To discuss the term Location-Based Marketing it is necessary to fully understand it’s two components: ‘location-based’ and ‘marketing’. ‘Location-based’ part refers of course to Location-Based Services which I’ve extensively described in the previous chapter. So let us concentrate on the term ‘marketing’ itself.
Marketing was defined by Philip Kotler (marketing academics guru) as “the process by which companies create value for customers and build strong customer relationships in order to capture value from customers in return” in other words it is a process through which goods and services move from concept to the customer. Following Kotler marketing process includes several steps:
- market analysis,
- designing a marketing strategy,
- choosing so-called marketing mix,
- managing customer relationship,
- implementation and control.
It is crucial to differentiate between marketing and advertising. While marketing is the overall process, advertising is linked only with promotion of product or service through various communication channels intended to inform or persuade members of a particular audience. Advertising is a part of marketing mix within the marketing process.

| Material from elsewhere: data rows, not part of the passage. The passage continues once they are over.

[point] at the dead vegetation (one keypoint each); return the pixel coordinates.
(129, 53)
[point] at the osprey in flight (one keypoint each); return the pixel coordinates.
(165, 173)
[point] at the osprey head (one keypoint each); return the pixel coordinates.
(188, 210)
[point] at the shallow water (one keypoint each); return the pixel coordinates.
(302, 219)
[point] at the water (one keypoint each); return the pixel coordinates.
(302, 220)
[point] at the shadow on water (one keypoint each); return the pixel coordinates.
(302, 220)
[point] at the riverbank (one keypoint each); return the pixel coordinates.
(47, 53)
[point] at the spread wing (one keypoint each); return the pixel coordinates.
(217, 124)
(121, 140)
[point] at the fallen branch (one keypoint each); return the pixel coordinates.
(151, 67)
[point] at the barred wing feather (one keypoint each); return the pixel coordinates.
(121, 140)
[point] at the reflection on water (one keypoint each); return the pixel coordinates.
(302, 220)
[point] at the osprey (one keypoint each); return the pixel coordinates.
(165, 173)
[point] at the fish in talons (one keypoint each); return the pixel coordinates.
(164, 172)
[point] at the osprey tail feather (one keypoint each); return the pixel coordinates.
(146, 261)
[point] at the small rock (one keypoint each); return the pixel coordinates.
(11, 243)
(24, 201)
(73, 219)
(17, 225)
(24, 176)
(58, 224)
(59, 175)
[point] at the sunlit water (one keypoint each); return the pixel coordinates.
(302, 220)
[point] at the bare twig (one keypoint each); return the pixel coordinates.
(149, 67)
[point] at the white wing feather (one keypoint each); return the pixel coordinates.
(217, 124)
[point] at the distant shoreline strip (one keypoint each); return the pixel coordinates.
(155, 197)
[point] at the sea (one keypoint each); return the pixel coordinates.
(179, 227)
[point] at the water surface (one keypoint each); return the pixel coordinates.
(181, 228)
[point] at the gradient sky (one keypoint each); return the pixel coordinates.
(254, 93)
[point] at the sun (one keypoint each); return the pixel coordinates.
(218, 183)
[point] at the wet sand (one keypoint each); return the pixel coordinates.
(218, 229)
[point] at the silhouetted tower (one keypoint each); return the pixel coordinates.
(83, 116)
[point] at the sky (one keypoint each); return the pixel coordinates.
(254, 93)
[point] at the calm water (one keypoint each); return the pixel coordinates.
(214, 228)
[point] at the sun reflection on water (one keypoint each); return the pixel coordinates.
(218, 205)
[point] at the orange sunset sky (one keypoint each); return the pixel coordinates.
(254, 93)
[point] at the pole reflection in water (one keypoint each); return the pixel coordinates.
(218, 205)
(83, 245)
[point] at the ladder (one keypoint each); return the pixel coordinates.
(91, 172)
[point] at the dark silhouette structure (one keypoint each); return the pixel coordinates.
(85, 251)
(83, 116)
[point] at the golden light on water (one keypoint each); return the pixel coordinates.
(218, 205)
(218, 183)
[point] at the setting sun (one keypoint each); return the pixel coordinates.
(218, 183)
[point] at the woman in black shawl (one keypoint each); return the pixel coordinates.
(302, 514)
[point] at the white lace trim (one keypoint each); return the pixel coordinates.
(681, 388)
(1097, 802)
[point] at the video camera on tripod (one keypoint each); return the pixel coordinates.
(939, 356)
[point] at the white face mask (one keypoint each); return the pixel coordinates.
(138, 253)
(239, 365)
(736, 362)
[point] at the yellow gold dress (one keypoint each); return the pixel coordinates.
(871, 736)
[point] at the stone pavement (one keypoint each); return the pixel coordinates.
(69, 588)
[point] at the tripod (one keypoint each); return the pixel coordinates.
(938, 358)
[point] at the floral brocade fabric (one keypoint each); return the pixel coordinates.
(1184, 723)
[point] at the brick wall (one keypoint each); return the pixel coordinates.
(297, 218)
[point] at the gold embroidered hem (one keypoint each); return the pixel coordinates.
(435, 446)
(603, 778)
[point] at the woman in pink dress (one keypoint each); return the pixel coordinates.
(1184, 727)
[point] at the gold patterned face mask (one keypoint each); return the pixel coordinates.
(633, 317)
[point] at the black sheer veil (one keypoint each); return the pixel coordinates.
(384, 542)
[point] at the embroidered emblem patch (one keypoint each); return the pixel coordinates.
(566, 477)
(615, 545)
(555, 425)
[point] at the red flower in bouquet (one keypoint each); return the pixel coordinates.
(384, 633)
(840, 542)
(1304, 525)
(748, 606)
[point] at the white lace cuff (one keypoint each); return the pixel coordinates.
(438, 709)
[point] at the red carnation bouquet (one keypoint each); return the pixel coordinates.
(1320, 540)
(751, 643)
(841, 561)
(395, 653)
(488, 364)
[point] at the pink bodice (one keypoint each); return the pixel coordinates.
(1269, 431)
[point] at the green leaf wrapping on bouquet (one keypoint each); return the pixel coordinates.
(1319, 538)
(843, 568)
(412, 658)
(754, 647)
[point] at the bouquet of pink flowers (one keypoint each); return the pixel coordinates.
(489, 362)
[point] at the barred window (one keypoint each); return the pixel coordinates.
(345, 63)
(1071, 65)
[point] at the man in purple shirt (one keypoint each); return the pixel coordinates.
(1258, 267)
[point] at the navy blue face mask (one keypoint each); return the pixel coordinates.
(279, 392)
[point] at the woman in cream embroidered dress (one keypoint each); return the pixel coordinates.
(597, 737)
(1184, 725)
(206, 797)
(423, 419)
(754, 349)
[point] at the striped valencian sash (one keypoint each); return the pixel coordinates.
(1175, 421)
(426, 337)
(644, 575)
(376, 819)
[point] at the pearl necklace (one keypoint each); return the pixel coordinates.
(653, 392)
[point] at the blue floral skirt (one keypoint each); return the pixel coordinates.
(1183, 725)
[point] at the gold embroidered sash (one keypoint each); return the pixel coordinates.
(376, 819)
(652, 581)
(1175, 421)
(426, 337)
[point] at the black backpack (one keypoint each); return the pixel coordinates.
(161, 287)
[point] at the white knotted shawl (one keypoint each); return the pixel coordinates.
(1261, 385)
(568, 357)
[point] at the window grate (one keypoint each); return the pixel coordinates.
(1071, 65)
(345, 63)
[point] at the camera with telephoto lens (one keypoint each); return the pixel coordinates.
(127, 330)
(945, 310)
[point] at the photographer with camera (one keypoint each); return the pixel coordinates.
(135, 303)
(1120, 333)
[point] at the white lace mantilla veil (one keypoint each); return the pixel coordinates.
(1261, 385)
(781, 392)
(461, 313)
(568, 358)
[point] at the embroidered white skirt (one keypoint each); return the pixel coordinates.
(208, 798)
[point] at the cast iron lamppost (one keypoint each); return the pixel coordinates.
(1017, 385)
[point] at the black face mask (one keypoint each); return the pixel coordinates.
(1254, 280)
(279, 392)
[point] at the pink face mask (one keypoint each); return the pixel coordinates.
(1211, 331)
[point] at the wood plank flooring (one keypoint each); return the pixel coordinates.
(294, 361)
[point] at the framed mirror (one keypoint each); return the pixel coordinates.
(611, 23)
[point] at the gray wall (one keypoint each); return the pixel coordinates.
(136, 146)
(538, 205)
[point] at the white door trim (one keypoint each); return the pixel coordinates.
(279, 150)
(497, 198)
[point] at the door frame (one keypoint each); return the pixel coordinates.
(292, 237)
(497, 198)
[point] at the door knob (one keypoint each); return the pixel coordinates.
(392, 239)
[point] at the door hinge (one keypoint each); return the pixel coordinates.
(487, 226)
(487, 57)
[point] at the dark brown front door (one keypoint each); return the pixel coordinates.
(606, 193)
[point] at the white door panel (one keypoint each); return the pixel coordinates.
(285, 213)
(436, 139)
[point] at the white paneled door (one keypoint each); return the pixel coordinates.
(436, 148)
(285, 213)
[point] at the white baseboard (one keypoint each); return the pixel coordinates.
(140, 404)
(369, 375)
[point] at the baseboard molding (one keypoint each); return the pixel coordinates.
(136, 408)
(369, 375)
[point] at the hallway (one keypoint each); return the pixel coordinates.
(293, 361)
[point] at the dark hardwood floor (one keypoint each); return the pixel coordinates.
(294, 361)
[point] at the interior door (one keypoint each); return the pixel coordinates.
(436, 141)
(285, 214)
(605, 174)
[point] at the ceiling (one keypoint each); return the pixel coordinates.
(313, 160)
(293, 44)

Marketing mix however can be described as a set of tools by which marketers can influence the market. The first marketing mix concept described back in 60s is known as the ‘Four Ps’: product, price, place and promotion. There were many variations including 7 Ps… I even heard about 17 Ps. There are 4 Cs : customer value, cost, convenience, communication, and there are as well 7C… But for purposes of this discussion let’s stay with the traditional 4 Ps…
Mobile Marketing Association defines Location Based Marketing as: “any application, service, or campaign that incorporates the use of geographic location to deliver or enhance marketing message/service”. This definition is limiting LBM to a one-way, enhanced communication channel used by marketers to reach customers based on their geographic location.
This is the case of LBM based on sms or mms model which will be discussed further. The definition is however discounting the value of new LBM channels that are integrating Location-Based Services with social media creating a different possibilities for user interaction. Nowadays LBM allows and encourages users to an interactive, two-way communication. In fact effective location-based marketing strategy not only delivers the marketing message or service to the customer but allows to gather consumer insights. One of the most important functions of marketing is not only to communicate the value of a product or service to the market but as well to monitor and control if the campaign target was met as well as the competitors.
Users of LBS and especially Location Based Social Networks like Facebook Places, Foursquare, Twitter or Flickr produce enormous number of social, spatial and temporal data which analysed might answer critical questions for marketers about the customers: Who? Where? When? Why? Providing this information is crucial for solving marketing intelligence issues: determining market opportunities, market penetration strategies, development metrics, investment risks and many others. Further chapters will discuss the whole range of possibilities provided by Location Based Marketing.
Location-based marketing is not geomarketing!!!
Some people confuse Location-Base Marketing with the concept of geomarketing. Geomarketing is a set of tools and methods based on Geographic Information Systems (GIS) focused mostly on three aspects: analysing spatial customer behavoir, retail location and spatial marketing management. Geomarketing methodology can be used to spatialy analyze and optimize elements of marketing process but it cannot be considered a part of marketing communication channel itself. There it cannot be considered equal to Location-Based Marketing itself.